Heck I’m confused right now. We do learn that friction is some sort of force that happens when surfaces sliding each other but doesn’t it sound like it’s just an effect? And is friction all bad? And need to be gone?

And the experiment we have to learn more doesn’t help much. I just understand that there’s less friction between the surfaces of rice but idk how it makes the pencil able to lift the bottle? Please help and thank you.

In: Physics

2 Answers

Anonymous 0 Comments

I’m not familiar with the rice bottle, but I’ll give it a try explaining, keeping it at least ELI10.

Imagine pushing a heavy box across a wooden floor. Both the box and the floor may look perfectly smooth to your eye.
It may **look** like this _______________________

But if you look really closely (down to microscopic levels) there will always be tiny little ridges/bumps in the material. So if you zoom in far enough,
Both the box and the floor will look more like this: ___/__/_/_____/___

These little bumps will “hook” into eachother as you push the box. That’s friction. Depending on the materials involved it may be very high (ex. a car tire on dry asphalt), or very low (f.ex. polished steel on glass)

Whether friction is good or bad depends on the situation.

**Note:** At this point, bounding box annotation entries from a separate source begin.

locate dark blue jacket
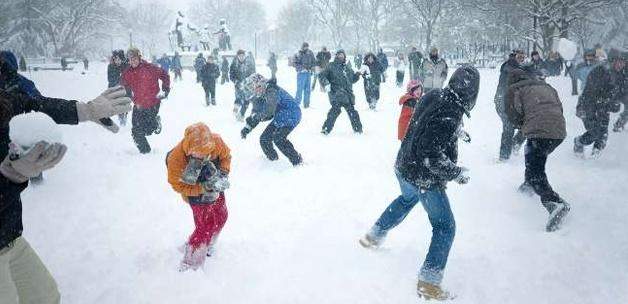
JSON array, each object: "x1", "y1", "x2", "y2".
[{"x1": 0, "y1": 51, "x2": 41, "y2": 97}]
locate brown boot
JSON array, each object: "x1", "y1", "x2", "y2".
[{"x1": 416, "y1": 280, "x2": 454, "y2": 301}]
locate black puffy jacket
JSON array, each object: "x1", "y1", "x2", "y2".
[{"x1": 395, "y1": 67, "x2": 480, "y2": 189}]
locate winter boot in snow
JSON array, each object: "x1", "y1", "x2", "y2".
[
  {"x1": 573, "y1": 137, "x2": 584, "y2": 157},
  {"x1": 416, "y1": 280, "x2": 454, "y2": 301},
  {"x1": 542, "y1": 199, "x2": 571, "y2": 232},
  {"x1": 360, "y1": 233, "x2": 382, "y2": 249}
]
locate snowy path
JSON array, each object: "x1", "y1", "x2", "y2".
[{"x1": 14, "y1": 65, "x2": 628, "y2": 304}]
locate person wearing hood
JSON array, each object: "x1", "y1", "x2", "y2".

* Sometimes high friction is good. F.ex. between your car’s tires and the road.
* Somedimes high friction is bad. If you run your car’s engine without oil friction will be high, causing it to wear out quicker.
* Sometimes low friction is good. Like between your ice skates and the ice.
* Sometimes low friction is bad, like if you walk across ice and you boots slip, causing you to fall.

Anonymous 0 Comments

on a microscopic level, surfaces aren’t really smooth, there’s a bunch of little defects like ridges, bumps, depressions and so on. When two objects are touching and you try to move one, the little defects get caught on each other and try to stop the object from moving. This is friction. It’s not always bad though. Tires and brakes use friction to work and are designed to have increased friction. Friction keeps the tires stuck to the road and allows vehicles to move and turn. Similarly brakes use friction to slow down wheels, and therefore the vehicle (note that this requries tire friction as well).

I’m not super familiar with the bottle experiment and i’m going off a quick google so I might not have it quite right. Essentially what’s happening is the friction between the rice, pencil and bottle prevent any of them from slipping, allowing you to pick up the bottle with the pencil.